Treatment for TED depends on severity and disease activity. Management begins with smoking cessation and normalization of thyroid function. Mild cases are treated with lubrication, while moderate to severe active cases may require immunosuppressive treatments such as corticosteroids, immunomodulators, or biologics like teprotumumab. Surgical procedures, including orbital decompression and correction of proptosis, strabismus, or eyelid retraction, are reserved for the inactive phase or urgent sight-threatening situations. The overall goal is to control inflammation, prevent complications, and restore both visual function and appearance.

Find out more about thyroid eye disease drugs @ Thyroid Eye Disease Treatment

A snapshot of the Pipeline Thyroid Eye Disease Drugs mentioned in the report:

DrugsCompanyPhase MoARoA
VRDN-003Viridian Therapeutics, Inc.IIIIGF type 1 receptor antagonistsSubcutaneous
EfgartigimodargenxIIINeonatal Fc receptor antagonistsSubcutaneous
SatralizumabChugai Pharmaceuticals/ RocheIIIInterleukin 6 receptor antagonistsSubcutaneous
LinsitinibSling Therapeutics, Inc.II/IIIIGF type 1 receptor antagonists; Insulin receptor antagonists; Protein tyrosine kinase inhibitors; Receptor protein-tyrosine kinase antagonistsOral
TOUR006Tourmaline Bio, Inc.IIInterleukin 6 inhibitorsSubcutaneous
LonigutamabAlumisIIIGF type 1 receptor antagonistsSubcutaneous
Lu AG22515Lundbeck A/SICD40 ligand inhibitorsIntravenous

Learn more about the emerging thyroid eye disease therapies @ Thyroid Eye Disease Clinical Trials

Thyroid Eye Disease Therapeutics Assessment

The thyroid eye disease pipeline report proffers an integral view of the emerging thyroid eye disease therapies segmented by stage, product type, molecule type, route of administration, and mechanism of action.
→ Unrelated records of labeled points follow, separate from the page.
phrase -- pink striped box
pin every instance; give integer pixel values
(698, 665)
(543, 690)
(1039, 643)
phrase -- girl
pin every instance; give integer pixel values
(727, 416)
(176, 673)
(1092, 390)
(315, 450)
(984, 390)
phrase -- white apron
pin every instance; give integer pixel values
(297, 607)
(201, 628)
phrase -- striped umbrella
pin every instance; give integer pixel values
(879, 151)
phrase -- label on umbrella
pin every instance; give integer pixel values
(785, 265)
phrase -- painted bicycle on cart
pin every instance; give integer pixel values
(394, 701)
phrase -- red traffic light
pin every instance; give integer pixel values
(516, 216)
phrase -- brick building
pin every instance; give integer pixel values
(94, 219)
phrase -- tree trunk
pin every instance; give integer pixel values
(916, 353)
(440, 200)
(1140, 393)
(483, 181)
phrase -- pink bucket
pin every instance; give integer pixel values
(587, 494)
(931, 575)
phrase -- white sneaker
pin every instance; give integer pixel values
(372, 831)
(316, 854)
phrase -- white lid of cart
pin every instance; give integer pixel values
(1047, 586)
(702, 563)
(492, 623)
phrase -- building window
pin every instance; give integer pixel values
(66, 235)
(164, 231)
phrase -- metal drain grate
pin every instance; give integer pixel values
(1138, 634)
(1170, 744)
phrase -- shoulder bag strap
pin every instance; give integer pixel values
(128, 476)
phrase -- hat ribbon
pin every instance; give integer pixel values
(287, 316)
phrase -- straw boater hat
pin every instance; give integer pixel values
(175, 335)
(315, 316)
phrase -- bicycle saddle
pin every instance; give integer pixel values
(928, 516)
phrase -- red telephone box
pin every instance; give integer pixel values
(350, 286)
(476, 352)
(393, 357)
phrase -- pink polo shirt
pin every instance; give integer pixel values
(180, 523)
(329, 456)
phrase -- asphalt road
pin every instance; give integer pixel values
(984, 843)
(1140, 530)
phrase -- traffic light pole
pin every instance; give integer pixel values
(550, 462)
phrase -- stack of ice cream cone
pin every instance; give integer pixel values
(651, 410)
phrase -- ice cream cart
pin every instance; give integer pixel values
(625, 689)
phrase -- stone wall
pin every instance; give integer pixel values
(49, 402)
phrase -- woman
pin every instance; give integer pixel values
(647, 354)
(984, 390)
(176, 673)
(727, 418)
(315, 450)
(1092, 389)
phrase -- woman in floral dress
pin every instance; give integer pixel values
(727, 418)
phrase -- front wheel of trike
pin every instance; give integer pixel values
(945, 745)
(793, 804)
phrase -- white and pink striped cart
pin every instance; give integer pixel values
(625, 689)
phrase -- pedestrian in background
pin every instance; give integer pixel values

Dive deep into rich insights for new thyroid eye disease treatments, visit @ Thyroid Eye Disease Drugs

Scope of the Thyroid Eye Disease Pipeline Report 

  • Coverage: Global 
  • Therapeutic Assessment By Product Type: Mono, Combination, Mono/Combination
  • Therapeutic Assessment By Clinical Stages: Discovery, Pre-clinical, Phase I, Phase II, Phase III
  • Therapeutics Assessment By Route of Administration: Oral, Intravenous, Subcutaneous, Parenteral, Topical
  • Therapeutics Assessment By Molecule Type: Recombinant fusion proteins, Small molecule, Monoclonal antibody, Peptide, Polymer, Gene therapy
  • Therapeutics Assessment By Mechanism of Action: IGF type 1 receptor antagonists, Neonatal Fc receptor antagonists, Interleukin 6 receptor antagonists, Protein tyrosine kinase inhibitors, Receptor protein-tyrosine kinase antagonists, CD40 ligand inhibitors, and others. 
  • Key Thyroid Eye Disease Companies: Viridian Therapeutics, Inc., Tourmaline Bio, Inc., Hoffmann-La Roche, H. Lundbeck A/S, Alumis, Sling Therapeutics, Inc., Changchun GeneScience Pharmaceutical Co., Ltd., argenx, Minghui Pharmaceutical (Hangzhou) Ltd, Amgen, Crinetics Pharmaceuticals, Ollin Biosciences, Lycia Therapeutics, Inflammasome Therapeutics, and others.
  • Key Thyroid Eye Disease Pipeline Therapies: VRDN-003, TOUR006, Satralizumab, Lu AG22515, lonigutamab, linsitinib, GenSci098, Efgartigimod, MHB018A, AMG 732, CRN12755, OLN102, LCA-0321, K 9, and others.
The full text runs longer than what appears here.